I would create a subclassed UITableViewCell with the animation methods in it to depict a cell selection. The cell would have a protocol which would notify the delegate when the animation is completed, so the delegate (in this case, your UIViewController) would dismiss the modal only when the cell tells it that the animation is complete.
Step 1 would be to create a delegate protocol in the header of your UITableViewCell with a method like subclassedCellSelected:(NSIndexPath*)myIndexPath
Step 2 would be to have an ivar declared in your cell which stores the index path of the cell. Declare this ivar as a property (and synthesize it, of course) so that when your UIViewController creates the cell in cellForRowAtIndexPath, you can set the indexPath ivar on the cell. This tells the cell it's indexpath position and will be helpful when it's notifying the delegate about it's selection.
Step 3 Would be to implement the actual animation methods:
- (void)startPulse
{
[UIView beginAnimations:nil context:NULL];
[UIView setAnimationBeginsFromCurrentState:YES];
[UIView setAnimationCurve:UIViewAnimationCurveEaseOut];
[UIView setAnimationDuration:0.1];
[UIView setAnimationDelegate:self];
[UIView setAnimationDidStopSelector:@selector(endPulse)];
CGAffineTransform transform = CGAffineTransformMakeScale(0.9, 0.9);
self.transform = transform;
self.alpha = 0.5;
[UIView commitAnimations];
}
- (void)endPulse
{
[UIView beginAnimations:nil context:NULL];
[UIView setAnimationBeginsFromCurrentState:YES];
[UIView setAnimationCurve:UIViewAnimationCurveEaseOut];
[UIView setAnimationDuration:0.1];
[UIView setAnimationDelegate:self];
[UIView setAnimationDidStopSelector:@selector(completeAction)];
CGAffineTransform transform = CGAffineTransformMakeScale(1, 1);
self.transform = transform;
self.alpha = 1;
[UIView commitAnimations];
}
- (void)completeAction
{
if([self.delegate respondsToSelector:@selector(subclassedCellDelegate:)])
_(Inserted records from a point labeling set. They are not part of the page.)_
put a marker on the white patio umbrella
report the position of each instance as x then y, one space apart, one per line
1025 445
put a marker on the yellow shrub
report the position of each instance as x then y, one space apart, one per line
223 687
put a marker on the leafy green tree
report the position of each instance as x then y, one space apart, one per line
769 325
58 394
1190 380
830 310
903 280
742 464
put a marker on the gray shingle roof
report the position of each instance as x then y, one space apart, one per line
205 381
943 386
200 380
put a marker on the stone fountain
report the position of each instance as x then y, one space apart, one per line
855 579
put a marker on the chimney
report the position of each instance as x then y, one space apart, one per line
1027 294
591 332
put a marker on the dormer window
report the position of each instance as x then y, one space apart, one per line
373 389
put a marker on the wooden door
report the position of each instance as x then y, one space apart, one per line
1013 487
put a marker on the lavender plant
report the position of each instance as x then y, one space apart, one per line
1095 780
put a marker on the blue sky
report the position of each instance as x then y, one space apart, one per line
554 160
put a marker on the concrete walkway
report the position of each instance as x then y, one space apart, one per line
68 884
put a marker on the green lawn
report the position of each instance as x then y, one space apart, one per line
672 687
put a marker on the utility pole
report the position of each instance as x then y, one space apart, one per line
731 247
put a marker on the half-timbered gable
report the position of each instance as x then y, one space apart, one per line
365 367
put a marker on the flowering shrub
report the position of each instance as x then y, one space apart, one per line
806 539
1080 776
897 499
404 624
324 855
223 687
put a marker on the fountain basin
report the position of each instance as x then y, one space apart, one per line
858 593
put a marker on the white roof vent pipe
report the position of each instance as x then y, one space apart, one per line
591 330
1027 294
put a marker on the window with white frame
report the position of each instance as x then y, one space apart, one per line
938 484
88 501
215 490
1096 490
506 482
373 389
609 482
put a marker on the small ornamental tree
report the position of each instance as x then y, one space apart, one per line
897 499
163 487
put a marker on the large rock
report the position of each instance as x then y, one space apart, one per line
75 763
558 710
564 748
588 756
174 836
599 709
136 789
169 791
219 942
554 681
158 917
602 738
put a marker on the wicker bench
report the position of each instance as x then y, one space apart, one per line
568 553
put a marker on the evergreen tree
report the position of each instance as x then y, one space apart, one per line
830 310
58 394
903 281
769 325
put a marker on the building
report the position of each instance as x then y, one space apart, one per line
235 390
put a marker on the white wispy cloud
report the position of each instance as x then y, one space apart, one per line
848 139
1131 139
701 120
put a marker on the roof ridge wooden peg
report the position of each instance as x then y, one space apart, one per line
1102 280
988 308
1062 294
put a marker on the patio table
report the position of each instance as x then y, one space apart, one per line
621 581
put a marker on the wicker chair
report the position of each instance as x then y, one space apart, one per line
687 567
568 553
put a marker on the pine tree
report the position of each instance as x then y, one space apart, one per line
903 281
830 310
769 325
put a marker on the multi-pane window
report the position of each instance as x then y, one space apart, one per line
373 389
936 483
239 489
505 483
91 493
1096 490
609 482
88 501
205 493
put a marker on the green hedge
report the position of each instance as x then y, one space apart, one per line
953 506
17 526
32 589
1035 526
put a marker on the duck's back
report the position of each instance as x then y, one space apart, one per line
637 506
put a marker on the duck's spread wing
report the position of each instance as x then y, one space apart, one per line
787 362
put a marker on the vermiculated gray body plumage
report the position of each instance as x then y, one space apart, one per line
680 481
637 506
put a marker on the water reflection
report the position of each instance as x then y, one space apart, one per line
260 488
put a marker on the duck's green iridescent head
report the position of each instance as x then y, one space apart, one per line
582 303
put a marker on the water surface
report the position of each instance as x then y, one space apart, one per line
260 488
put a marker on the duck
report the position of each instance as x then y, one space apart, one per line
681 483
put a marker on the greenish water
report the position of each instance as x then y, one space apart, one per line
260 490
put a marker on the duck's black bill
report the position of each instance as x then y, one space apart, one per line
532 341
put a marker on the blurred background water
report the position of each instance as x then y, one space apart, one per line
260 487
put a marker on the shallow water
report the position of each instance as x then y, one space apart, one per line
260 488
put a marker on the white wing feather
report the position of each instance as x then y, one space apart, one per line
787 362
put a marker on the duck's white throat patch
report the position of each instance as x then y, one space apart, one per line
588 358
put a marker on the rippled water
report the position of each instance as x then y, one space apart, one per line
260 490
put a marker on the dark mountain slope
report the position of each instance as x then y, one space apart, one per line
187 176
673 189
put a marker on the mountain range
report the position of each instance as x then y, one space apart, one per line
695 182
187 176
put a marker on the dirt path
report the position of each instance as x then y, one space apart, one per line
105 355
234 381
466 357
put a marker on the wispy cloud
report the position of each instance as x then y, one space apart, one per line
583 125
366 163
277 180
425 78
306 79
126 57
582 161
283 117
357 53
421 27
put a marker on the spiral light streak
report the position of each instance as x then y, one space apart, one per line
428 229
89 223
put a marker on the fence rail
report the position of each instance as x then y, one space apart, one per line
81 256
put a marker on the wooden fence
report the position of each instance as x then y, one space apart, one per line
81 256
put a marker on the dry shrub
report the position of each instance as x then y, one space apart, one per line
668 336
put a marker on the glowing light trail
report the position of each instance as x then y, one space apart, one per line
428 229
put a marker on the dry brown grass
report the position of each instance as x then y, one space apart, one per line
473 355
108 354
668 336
[self.delegate subclassedCellSelected:self.indexPath];
}
In the didSelectRowAtIndexPath method in your view controller, you should now call the startPulse method on the cell. You do this as follows:
CustomTableViewCell *myCell = (CustomTableViewCell*)[tableView cellForRowAtIndexPath:indexPath]
[myCell startPulse];
The indexPath to be passed is the one you get from the didSelectRowAtIndexPath callback.
What's going to happen now is that the cell will kick off it's animation methods, and once the animations are complete, will post the delegate callback for subclassedCellSelected.
Your UIViewController should subscribe to the custom cell's protocol and implement the delegate callback method in your class file as follows:
- (void)subclassedCellSelected(NSIndexPath*)cellIndexPath
{
//dismiss the modal here
}
If you need help in setting up a delegate protocol, check my answer here: dismissModalViewController AND pass data back
What this code will end up doing is showing a simple animation where our cell 'bounces' in and out before carrying out the desired action.